22. Will the interim financial statements be prepared under the Indian Accounting Standards converged with IFRS, when the company falls under a specific phase?
Yes, for example, where a company falls under Phase I and has a March 31 as year-end, it would have to prepare its interim financial statements as at June 30, 2011, in accordance with the Indian Accounting Standards converged with IFRS.
23. When the first interim financial statements are prepared under the Indian Accounting Standards converged with IFRS, under which standards will the comparative ones be presented?
Assuming SEBI takes cognisance of the proposed requirements under the Companies Act that there is no requirement to present comparatives for the first annual financial statements as per Indian Accounting Standards converged with IFRS, it would be appropriate to assume that this would hold good for the interim financial statements as well.

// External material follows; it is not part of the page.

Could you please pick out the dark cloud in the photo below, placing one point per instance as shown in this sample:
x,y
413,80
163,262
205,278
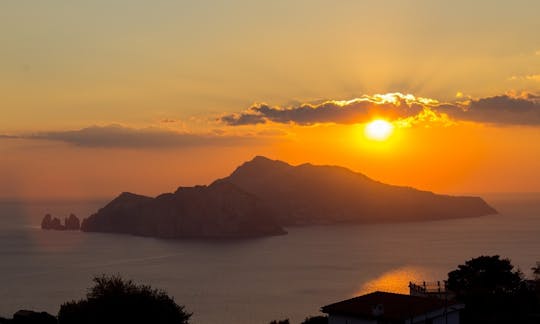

Accordingly, the comparatives would be as per the interim financial statements prepared in accordance with the existing Indian Accounting Standards.
G. Other Issues
(Based on the Press Release Dated May 4, 2010)
24. Can a company discontinue applying the Indian Accounting Standards converged with IFRS based on reassessment of eligibility criteria on a later date?
Once a company starts following the first set of Accounting Standards, that is, the Converged Accounting Standards on the basis of the eligibility criteria, it will be required to follow such Accounting Standards for all the subsequent financial statements even if any of the eligibility criteria does not subsequently apply to it.
25. Where the Indian Accounting Standards converged with IFRS are not fully consistent with IAS/IFRS issued by IASB, should Indian companies continue to apply Indian Accounting Standards converged with IFRS?
In case the notified Converged Accounting Standard is not fully consistent with the IAS/IFRS, that is, some deviations remains despite the intention to converge, as issued by the IASB, it is presumed that Indian companies will continue to follow the first set of Accounting Standards, that is, the Converged Accounting Standards as notified by the Government of India and will not adopt IFRS in toto.
26. As at what date should the net worth be computed for banks and NBFCs?
The MCA press release dated May 5, 2010 clarifies in Issues 4 and 8 that the date for determination of the criteria is the balance sheet as at March 31, 2011 or the first balance sheet prepared thereafter when the accounting year ends on another date.
27. How should net worth be computed for scheduled commercial banks/urban co-operative banks and NBFCs?
The MCA (Ministry Corporate Affairs) press release dated May 5, 2010, clarifies in Issue 8 that net worth will be calculated as:
Share Capital
Add: Reserves
Less: Revaluation Reserve
Miscellaneous Expenditure
Debit Balance of the P&L Account
28. When should net worth be computed for scheduled commercial banks/urban co-operative banks and NBFCs, which are not in existence as on March 31, 2011?
The MCA press release dated May 5, 2010 clarifies in Issues 8 that the net worth in such cases will be calculated based on the first balance sheet ending after that date.